Last week (31 March to 4 April) was responsible business week. This is a great new initiative, which has been set up by Business In The Community (BITC) and aims to inspire and equip businesses to unlock innovation and demonstrate the positive impact of business in society. On the Wednesday (2 April) there was a focus on responsible entrepreneurship and this is what I am basing this piece on.
To me responsible entrepreneurship is both a concept and a process that sees companies integrating social and environmental concerns in their business operations and interactions with all their stakeholders. It has to be driven from the top down and stakeholders must include both internal and external, customers and supply chain.
I like to think of responsible entrepreneurs as social innovators, not least because it kind of conjures up images of strangely dressed social super hero’s! However a responsible entrepreneur can create solutions to tough local and national social issues, whilst also ensuring commercial viability, thus increasing long term survivability and impact.
During the event there were three main speakers who I met and I wanted to share some of their thoughts and insights along with my own comments. First was Marcelino Castrillo, who is the Managing Director of SME banking at Santander. So why is one of the largest high street banks at a responsible business week event? They were a key sponsor, but their involvement seemed to be a lot more than that. Marcelion spoke passionately about his belief, and that of Santander’s, in the importance for all business to focus on education, enterprise and employment and the important business growth opportunities for SMEs that can be gained through responsible business practices.
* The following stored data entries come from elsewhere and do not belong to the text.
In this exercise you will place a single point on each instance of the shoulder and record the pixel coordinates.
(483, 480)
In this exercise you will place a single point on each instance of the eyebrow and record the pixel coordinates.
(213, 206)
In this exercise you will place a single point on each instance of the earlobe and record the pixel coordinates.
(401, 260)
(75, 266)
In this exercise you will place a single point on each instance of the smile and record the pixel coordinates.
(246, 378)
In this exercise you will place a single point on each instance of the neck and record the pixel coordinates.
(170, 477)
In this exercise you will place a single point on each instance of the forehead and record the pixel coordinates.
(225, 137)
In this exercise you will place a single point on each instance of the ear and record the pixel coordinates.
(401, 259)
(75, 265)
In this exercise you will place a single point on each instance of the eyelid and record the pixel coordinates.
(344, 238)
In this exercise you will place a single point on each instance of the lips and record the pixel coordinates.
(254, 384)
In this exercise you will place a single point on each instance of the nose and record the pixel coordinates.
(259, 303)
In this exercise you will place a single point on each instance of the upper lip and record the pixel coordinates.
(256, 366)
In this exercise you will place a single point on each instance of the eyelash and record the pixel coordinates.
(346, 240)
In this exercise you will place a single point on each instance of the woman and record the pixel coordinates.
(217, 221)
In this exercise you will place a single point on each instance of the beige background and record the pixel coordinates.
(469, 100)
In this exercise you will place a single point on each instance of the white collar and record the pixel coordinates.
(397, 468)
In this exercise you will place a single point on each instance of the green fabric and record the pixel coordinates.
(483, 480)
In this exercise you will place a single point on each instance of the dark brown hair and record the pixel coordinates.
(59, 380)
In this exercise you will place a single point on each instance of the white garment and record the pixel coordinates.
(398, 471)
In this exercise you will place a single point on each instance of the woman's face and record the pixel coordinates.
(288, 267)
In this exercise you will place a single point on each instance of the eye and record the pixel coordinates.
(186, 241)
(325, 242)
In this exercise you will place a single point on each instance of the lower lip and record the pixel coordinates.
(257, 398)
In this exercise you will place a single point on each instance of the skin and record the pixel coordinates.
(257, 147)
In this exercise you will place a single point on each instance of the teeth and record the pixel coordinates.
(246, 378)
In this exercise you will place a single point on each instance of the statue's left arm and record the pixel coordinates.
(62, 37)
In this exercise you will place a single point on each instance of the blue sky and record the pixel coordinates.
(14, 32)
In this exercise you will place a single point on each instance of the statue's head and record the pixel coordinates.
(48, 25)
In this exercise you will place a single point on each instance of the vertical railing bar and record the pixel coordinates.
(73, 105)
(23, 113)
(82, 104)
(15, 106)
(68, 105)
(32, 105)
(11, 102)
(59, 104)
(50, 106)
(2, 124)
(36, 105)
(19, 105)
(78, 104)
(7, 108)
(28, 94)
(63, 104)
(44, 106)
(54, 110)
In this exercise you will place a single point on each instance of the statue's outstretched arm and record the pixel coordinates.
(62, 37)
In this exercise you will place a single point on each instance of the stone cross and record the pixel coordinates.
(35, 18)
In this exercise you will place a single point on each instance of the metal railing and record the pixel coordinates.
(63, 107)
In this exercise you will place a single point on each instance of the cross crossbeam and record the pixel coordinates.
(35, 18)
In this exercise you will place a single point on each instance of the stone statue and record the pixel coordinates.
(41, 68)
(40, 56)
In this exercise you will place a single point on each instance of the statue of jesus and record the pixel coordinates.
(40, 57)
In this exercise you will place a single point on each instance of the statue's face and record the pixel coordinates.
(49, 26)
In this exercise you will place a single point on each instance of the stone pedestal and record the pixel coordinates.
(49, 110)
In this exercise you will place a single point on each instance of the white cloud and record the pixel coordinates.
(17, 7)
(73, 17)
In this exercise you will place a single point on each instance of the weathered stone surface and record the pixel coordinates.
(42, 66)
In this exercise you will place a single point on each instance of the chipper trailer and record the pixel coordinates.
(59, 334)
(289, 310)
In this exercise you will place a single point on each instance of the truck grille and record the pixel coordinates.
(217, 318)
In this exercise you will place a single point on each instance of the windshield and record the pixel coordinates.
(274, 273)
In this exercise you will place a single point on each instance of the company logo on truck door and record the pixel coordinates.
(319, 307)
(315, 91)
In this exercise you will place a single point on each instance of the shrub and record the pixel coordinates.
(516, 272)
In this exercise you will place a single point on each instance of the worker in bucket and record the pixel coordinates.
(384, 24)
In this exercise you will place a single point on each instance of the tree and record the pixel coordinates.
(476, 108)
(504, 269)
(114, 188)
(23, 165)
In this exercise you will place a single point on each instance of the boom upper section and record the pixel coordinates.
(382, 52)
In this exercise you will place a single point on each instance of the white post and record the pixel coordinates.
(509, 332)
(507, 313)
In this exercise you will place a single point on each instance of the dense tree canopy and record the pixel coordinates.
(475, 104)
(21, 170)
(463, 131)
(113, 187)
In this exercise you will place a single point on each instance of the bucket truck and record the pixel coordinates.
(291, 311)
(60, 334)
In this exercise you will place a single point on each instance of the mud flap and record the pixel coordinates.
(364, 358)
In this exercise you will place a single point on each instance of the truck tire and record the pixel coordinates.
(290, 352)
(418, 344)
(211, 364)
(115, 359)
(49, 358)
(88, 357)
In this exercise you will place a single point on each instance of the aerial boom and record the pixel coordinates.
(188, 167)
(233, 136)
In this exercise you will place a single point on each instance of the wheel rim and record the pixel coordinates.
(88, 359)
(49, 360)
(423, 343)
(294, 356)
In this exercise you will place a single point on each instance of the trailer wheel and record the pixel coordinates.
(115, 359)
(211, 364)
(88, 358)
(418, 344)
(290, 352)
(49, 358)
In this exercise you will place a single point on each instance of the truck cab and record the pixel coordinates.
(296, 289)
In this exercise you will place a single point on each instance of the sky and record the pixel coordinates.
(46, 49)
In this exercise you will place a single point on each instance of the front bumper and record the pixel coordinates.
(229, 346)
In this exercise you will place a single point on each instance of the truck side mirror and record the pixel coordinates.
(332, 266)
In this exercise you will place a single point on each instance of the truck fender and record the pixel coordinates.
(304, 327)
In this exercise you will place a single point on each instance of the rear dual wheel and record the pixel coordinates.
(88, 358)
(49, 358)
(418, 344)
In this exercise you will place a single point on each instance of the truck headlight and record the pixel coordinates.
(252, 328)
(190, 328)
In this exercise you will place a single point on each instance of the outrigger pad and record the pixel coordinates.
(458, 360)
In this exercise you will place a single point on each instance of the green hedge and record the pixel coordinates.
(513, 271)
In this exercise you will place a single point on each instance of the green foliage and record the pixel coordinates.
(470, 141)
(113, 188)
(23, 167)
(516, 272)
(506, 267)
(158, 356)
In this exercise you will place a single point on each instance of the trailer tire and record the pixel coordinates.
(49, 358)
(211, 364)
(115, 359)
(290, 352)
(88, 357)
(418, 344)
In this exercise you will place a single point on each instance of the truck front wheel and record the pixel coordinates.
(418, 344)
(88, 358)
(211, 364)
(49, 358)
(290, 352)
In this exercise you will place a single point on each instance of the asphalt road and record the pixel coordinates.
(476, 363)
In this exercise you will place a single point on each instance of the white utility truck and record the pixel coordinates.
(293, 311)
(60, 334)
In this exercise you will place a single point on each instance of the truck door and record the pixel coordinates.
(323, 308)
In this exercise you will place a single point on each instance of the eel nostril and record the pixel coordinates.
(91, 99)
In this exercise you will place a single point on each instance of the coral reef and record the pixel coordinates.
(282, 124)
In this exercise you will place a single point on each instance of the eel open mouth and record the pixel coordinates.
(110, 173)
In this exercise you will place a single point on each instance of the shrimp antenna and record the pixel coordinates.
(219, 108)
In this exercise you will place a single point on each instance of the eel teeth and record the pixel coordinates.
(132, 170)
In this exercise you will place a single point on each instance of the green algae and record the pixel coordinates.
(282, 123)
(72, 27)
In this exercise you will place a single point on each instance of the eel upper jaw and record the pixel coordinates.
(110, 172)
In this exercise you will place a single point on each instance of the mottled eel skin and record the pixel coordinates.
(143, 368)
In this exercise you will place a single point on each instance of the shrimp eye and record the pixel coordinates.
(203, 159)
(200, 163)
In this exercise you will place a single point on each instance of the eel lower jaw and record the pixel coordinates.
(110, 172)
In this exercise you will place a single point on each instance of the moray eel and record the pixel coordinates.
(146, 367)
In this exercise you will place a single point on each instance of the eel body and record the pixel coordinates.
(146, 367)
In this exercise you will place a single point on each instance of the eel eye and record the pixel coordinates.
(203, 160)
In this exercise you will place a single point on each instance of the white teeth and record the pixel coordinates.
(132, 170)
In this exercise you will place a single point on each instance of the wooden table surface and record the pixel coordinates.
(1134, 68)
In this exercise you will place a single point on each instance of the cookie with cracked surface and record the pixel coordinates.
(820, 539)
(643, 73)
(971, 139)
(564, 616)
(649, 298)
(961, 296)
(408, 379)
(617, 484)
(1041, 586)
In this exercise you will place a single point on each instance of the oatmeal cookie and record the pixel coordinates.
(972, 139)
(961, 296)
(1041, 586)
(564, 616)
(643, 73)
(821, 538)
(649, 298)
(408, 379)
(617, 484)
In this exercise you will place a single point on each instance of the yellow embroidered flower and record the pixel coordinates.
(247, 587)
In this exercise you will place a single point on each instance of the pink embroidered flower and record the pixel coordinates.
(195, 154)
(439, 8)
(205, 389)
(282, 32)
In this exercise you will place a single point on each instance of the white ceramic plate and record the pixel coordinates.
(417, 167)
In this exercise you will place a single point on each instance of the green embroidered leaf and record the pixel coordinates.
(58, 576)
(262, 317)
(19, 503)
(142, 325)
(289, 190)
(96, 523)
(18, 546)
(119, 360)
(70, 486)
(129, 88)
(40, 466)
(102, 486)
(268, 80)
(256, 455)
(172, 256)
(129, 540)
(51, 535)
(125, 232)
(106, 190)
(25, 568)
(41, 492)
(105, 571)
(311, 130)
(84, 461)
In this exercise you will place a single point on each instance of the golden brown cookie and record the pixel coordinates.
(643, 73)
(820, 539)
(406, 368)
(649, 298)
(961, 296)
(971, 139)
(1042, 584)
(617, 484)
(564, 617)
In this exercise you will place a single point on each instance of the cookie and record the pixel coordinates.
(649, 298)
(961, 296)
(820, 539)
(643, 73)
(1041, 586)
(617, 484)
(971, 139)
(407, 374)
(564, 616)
He also talked about the role that his bank can, and needs to play, in getting larger business supporting small business to create mutual benefit and growth, as well as the challenges that we all face in getting everyone, businesses and consumers, to think about sustainability and responsibility in all aspects of our lives. Finally Marcelino mentioned the wider positive impact that embedding responsibility at the core of your business can have, quoting that circa 80% of young people want to work for a company that has a positive impact on society.
The second person was Mary Portas who lead the independent review into the future of Britain’s high streets. Mary highlighted the impact that responsible business and responsible entrepreneurial enterprises can have on the high street. At a time when the high street in the UK is suffering and there is a continuing movement to out of town shopping centers, the high street needs to reinvent itself and create its own USP. She went on to cover the importance that popup hubs can play on the high street to highlight local traders, designers, artists, manufactures etc. If there is empty space on the high street, why not try and use it for a popup hub highlighting local trade talent? When I spoke to her briefly I was struck by her enthusiasm and passion for creating environments of kindness, how you should only employ happy people and the importance of living and giving – how you live your life and what you give back to society.
The third person was Chuka Umunna MP, Shadow Secretary of State for Business. It is not only positive to see a senior politician taking part and supporting such an event, but to also see him talk about the importance of responsible business and responsible entrepreneurship from the heart. Chuka is the MP for Brixton and there are some great examples there of responsible businesses and entrepreneurs and the positive effect they can have on the local community. He also recently chaired a Labour Next Generation event on the importance of responsible entrepreneurship. It was at that event and again last week, that he highlighted the need for entrepreneurship to be ‘in the hearts of the many not in the hands of few’, and the creation of/ belief in a ‘British Dream’ with more people setting up businesses, leading business, and working in businesses. It was good to hear about the emphasis he and the Labour party are putting on the power of entrepreneurship and its social value. Chuka also touched on the need for government to empower responsible entrepreneurs to do what they want to do, creating businesses that have shared values, bottom line and society.
Both Chuka and Mary touched on the importance of consumer behavior and the need to change this, increasing awareness of the impact purchasing decisions can make. They both highlighted the important role that the media could play in championing responsible enterprises, as well as the need for those in positions of influence to create a ground swell within consumers to change their purchasing habits towards one that supports responsible businesses.
I strongly feel that sustainability and responsibility in all enterprises, large and small, new and old, will be a major competitive advantage moving forward. Customers will want to buy into brands that believe in something more than just profit.
It is great to see BITC leading the charge; they have a strong network of businesses large and small across the UK and in sectors from manufacturing to tech and catering to housing. Responsible small startups and entrepreneurs will need all the help they can get to ensure they can be the change makers society needs. I think and hope that BITC will act as an informal incubator and catalyst for them by utilising their network and their influence.
I will leave you with a key aspect of what responsible entrepreneurship is to me.
A responsible entrepreneur does not focus on short-term profits to the exclusion of all else, and they actually go on to make more money. This is going to only increase and will create real change within the business landscape. Why? Because as the power shifts to the consumer, if a business doesn’t become responsible, customers and stakeholders will ultimately vote with their feet.